The crowds asked John the Baptist, “What should we do?” He said to them in reply, “Whoever has two cloaks should share with the person who has none. And whoever has food should do likewise.” Even tax collectors came to be baptized and they said to him, “Teacher, what should we do?” He answered them, “Stop collecting more than what is prescribed.” Soldiers also asked him, “And what is it that we should do?” He told them, “Do not practice extortion, do not falsely accuse anyone, and be satisfied with your wages.”
A friend of mine refers to Advent as a season of “joyful expectation.” Older Catholics remember this Third Sunday as “Gaudete Sunday” from the Latin word for joy. In times past, rose-colored vestments were worn in church today.
Our first and second readings carry the theme of joy, but then the Gospel is all business. John the Baptist is dispensing advice to various groups who come to see him. The Gospel names two of them: tax collectors and soldiers.

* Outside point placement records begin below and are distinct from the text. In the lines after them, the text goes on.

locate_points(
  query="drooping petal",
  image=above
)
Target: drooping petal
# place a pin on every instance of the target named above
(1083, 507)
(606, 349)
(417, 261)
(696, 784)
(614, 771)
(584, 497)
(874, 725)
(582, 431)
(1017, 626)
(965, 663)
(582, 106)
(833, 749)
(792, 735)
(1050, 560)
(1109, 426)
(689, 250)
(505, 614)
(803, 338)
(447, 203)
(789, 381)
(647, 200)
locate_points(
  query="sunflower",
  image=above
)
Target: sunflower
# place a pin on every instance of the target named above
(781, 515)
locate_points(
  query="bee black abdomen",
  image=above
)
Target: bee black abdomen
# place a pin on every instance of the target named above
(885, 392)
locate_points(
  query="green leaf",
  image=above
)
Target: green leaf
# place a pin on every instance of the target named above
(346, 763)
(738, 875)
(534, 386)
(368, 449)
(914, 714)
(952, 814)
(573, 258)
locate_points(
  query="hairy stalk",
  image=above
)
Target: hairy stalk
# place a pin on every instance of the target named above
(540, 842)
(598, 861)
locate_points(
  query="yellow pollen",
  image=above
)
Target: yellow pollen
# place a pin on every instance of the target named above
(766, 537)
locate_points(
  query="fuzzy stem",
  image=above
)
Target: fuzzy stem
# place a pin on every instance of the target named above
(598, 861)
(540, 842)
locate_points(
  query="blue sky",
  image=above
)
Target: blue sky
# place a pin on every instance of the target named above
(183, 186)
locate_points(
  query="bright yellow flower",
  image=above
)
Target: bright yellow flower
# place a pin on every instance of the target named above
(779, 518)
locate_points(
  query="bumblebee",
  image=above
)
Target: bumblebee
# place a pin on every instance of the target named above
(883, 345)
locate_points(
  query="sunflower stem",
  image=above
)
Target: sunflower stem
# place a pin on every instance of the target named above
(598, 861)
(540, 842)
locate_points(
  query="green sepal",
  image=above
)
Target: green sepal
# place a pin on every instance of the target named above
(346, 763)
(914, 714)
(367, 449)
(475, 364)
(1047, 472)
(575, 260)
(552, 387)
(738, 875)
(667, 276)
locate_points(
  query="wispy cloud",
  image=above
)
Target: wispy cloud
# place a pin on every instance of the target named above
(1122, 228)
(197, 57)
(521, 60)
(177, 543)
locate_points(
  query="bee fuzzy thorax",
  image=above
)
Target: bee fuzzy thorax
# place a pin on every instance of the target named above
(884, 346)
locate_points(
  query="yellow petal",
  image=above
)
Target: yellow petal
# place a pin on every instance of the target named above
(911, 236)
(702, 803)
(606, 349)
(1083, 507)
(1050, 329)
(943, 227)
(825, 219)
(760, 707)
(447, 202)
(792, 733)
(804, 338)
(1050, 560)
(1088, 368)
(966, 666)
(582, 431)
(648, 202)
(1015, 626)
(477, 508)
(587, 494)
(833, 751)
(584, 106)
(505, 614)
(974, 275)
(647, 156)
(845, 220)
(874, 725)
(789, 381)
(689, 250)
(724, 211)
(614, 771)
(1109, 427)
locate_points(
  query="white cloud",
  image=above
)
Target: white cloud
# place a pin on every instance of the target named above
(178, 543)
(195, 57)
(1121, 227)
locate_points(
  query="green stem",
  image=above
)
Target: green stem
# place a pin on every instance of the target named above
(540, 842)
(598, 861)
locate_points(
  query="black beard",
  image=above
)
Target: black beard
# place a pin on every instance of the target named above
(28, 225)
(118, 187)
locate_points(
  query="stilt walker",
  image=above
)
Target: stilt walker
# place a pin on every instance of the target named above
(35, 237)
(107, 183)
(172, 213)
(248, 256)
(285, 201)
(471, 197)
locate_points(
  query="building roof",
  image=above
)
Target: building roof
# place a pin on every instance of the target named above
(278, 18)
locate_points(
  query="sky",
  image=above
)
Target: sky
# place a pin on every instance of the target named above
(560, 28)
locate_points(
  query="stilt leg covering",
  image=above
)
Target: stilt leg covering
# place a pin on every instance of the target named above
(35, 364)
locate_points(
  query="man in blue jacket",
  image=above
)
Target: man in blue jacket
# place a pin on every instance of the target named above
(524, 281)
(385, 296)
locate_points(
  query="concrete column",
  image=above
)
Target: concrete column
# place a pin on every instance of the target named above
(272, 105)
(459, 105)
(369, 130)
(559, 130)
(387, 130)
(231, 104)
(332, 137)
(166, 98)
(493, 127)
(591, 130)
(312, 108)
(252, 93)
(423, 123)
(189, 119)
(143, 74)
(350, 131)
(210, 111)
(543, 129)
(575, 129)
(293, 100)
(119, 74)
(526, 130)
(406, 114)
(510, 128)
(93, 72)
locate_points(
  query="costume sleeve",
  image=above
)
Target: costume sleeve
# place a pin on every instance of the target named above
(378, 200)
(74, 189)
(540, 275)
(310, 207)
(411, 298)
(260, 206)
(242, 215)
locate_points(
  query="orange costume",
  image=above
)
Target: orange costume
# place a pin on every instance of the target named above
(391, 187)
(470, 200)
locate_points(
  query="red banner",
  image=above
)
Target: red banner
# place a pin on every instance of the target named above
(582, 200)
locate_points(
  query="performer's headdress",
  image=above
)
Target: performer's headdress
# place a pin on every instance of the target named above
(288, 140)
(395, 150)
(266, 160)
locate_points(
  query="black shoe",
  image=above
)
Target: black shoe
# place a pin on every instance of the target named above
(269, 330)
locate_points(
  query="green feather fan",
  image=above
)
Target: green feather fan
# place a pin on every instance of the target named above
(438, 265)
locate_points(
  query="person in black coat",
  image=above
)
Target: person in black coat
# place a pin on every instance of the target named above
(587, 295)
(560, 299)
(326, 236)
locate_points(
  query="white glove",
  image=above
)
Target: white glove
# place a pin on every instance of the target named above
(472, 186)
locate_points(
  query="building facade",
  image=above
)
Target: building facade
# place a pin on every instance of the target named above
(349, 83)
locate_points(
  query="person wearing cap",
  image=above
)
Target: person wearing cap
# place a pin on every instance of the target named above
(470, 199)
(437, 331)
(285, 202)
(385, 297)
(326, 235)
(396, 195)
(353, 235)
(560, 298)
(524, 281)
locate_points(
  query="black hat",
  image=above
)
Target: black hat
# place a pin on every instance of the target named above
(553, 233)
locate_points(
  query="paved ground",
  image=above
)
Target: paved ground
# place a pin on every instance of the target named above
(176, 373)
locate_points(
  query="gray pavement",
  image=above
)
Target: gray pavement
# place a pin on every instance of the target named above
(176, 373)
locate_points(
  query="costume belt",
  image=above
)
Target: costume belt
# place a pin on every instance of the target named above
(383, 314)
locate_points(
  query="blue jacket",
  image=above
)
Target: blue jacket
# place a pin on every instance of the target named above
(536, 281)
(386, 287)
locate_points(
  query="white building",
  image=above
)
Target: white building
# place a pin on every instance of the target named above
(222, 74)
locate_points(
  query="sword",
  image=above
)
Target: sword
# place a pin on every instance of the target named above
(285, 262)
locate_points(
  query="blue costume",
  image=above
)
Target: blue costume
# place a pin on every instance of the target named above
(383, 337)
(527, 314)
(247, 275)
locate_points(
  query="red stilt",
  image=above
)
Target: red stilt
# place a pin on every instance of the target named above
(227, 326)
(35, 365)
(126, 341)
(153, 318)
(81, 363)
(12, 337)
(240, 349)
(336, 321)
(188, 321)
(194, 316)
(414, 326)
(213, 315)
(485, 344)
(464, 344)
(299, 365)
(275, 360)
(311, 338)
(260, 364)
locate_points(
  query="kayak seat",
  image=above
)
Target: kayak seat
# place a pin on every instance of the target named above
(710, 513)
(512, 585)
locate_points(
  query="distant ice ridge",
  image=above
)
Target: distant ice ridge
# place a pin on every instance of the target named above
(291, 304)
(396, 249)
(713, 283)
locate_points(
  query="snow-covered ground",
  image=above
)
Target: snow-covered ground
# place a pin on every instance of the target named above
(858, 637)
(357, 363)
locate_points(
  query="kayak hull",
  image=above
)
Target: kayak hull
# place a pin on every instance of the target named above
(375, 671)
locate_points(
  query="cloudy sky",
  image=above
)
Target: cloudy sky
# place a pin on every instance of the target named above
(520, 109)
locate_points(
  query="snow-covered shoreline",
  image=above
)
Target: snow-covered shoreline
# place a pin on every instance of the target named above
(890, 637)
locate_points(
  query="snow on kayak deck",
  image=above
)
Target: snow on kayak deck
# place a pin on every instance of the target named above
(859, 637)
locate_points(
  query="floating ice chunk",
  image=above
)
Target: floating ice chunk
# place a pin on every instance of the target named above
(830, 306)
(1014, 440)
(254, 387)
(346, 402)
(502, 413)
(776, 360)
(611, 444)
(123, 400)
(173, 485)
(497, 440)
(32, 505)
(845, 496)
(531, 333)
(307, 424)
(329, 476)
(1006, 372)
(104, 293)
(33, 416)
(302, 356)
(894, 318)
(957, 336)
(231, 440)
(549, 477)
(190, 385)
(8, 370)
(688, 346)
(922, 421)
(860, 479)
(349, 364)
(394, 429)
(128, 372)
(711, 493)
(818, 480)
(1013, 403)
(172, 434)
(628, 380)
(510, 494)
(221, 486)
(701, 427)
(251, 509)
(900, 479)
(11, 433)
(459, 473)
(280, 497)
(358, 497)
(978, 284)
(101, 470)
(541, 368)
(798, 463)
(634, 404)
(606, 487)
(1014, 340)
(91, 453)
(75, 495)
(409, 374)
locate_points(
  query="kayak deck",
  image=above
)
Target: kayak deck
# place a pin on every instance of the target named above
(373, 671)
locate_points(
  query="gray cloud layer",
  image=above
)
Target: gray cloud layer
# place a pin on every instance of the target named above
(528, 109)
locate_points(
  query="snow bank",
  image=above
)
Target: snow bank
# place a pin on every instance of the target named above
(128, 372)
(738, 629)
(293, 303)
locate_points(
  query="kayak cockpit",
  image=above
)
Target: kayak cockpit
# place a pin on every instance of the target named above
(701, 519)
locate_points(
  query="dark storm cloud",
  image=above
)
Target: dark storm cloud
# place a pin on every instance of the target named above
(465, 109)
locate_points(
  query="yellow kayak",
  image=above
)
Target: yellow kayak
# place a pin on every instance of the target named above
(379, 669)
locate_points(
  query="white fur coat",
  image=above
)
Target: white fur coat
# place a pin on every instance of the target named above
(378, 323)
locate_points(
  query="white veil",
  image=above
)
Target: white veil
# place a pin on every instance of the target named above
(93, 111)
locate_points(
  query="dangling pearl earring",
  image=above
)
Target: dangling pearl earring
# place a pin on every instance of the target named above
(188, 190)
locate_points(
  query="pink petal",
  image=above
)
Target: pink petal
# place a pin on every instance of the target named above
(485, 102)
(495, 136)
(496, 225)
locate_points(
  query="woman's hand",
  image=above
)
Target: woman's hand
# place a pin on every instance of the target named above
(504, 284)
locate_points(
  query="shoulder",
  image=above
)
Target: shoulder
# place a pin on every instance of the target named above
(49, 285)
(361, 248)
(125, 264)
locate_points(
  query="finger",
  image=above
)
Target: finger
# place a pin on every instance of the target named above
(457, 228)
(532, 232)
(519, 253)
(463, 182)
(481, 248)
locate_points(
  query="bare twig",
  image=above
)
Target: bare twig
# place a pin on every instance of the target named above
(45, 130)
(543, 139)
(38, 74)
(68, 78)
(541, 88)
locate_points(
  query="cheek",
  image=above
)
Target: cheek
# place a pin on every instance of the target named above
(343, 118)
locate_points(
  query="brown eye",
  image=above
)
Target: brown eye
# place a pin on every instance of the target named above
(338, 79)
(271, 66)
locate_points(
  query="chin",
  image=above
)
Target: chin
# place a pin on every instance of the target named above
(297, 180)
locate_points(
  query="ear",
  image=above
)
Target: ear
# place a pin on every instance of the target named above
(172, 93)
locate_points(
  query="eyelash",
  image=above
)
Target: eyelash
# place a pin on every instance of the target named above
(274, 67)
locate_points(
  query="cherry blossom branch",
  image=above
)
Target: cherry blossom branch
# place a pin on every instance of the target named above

John advises them to carry out their daily duties with justice.
I suppose that if those two professions in Jesus’ time made a radical change in their way of doing business, it would be a cause for joy! Tax collectors were universally despised and soldiers represented the might of the Roman occupation.
Luke wants to show us that change was in the air. The coming of Jesus would transform all of human life. That was good news indeed.
What would bring us joy today? An end to terrorists’ threats? Conversion in the corporate world from greed and personal gain? A new spirit of generosity and service in people’s everyday lives?
Paul urges the Philippians to be joyful because “God is near.” That very presence of God ought to be our focus, because that would help us with the other things that need changing.
In the first reading, what does Zephaniah tell the people of Zion (Israel) to do?
What has changed because of God’s mercy?
Who is in the midst of Israel? What will the mighty savior do for Zion?
What does Paul tell the Philippians to do in this week's second reading? Why does he tell them that?
Paul encourages them to “have no anxiety” and make their requests known to God. Why does Paul speak that way? What will result if they follow his advice?
In the Gospel, what do the people ask of John the Baptist in response to his message? What does his say they should do?
Why were the people thinking that John might be the Christ and what did John tell the people about who he was?
by Susan Hines-Brigger
Many of us are blessed with having all of the things we need and sometimes an abundance of those things, such as clothes and food. Think about others who may not be so blessed. Go through your closet and donate any clothes that no longer fit or buy some basic clothing to donate to a local shelter.
Again, most of us don't have to worry about where our next meal is coming from. For others, though, that is an everyday reality. Go grocery shopping for food that you can donate to a local food pantry. Or, better yet, volunteer at a local ministry that helps serve food to those in need.
In the Gospel, John the Baptist talks about baptizing people with water, just as we do today. Ask a family member to show you some pictures of your baptism.